I'm working at the Art Gallery now, and some leather-coloured old bitty just came in, dressed from head to toe in Lululemon yoga clothes, stylish grey pixie cut on her lean golden-years-pilates body.

She asked where the Harrises were, and I pointed out the area. I said, "Robert Harris is on this side, and then there's a William Critchlow Harris nook over here."

She and her friend wandered off, and I heard leatherface tell her friend that Robert Harris was a member of the Group of Seven.

I called over, "Sorry for interupting, but that wasn't Robert Harris. That was Lawren Harris. Robert is a little too early." He also mostly did portraits while Lawren Harris was way more... Group of Seven-y.

She and her friend went on about their tour of the Harrises. She finished, and bee-lined back to me to say that although a lot of the Robert Harrises were very good, you could tell he wasn't very adept because his hands aren't very well done.

I was really taken aback, because I had paid special attention to the hands, as I had heard that hands are particularly difficult and a good touchstone to look out for.
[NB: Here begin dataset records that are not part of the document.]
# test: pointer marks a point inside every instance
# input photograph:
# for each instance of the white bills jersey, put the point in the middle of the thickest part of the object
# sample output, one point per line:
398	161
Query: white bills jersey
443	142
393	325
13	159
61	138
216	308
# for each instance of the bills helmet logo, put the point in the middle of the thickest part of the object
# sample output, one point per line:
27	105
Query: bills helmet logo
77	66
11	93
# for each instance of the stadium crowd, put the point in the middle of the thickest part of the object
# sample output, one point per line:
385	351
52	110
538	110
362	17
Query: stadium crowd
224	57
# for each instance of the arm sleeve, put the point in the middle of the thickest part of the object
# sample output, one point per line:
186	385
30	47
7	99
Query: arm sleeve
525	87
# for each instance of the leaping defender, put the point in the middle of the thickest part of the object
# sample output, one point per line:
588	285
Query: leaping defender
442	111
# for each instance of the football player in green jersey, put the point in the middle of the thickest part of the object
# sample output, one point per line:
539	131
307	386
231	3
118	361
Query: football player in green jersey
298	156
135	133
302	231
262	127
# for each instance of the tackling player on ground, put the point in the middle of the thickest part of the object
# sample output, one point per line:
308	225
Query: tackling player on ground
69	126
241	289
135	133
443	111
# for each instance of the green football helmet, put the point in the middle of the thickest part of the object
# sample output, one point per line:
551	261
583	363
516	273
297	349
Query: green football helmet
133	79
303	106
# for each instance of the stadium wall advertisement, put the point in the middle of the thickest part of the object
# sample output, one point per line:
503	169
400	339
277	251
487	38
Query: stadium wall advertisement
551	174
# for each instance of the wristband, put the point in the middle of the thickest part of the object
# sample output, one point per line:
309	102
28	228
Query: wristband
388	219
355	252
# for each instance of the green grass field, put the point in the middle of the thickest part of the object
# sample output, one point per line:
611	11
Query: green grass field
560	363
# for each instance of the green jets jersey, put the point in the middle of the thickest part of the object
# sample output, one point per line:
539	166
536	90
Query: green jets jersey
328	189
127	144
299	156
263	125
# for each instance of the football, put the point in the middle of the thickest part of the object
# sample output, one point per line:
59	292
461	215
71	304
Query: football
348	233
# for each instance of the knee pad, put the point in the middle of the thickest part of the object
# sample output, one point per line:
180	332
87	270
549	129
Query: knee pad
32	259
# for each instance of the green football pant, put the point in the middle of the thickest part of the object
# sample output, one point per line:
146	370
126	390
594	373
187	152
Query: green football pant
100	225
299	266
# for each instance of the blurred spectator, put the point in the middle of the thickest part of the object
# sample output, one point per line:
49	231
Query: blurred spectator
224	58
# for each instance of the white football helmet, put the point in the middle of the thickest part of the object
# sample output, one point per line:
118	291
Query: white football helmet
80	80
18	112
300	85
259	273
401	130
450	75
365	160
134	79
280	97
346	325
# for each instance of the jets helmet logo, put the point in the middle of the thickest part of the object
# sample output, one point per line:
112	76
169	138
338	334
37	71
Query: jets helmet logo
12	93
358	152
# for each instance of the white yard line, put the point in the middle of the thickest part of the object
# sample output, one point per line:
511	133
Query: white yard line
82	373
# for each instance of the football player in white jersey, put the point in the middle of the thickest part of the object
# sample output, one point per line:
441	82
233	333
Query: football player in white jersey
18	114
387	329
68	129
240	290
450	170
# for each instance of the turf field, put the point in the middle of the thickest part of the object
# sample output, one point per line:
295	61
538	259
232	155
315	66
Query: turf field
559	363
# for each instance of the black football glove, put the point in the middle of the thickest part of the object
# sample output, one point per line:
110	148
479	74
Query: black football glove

I said, oh! I thought they were quite good.

No, she said. Not really.

Then I was wondering, if she thought she was such an expert, why did she think this Harris was a part of the Group of Seven, while I'm almost totally ignorant of art history and I knew that, just by glancing at Robert Harris' work, that he didn't fit into that style?

Bye-bye, leatherface. Be off with you.


Holly said...

My lord... I think that woman taught me in high school. The pixie cut, the critical attitude, the yoga pants... the bitchiness!


Ben said...

How dare she call into question your expertise and authority!? You should have horsewhipped her. I mean, the *nerve*.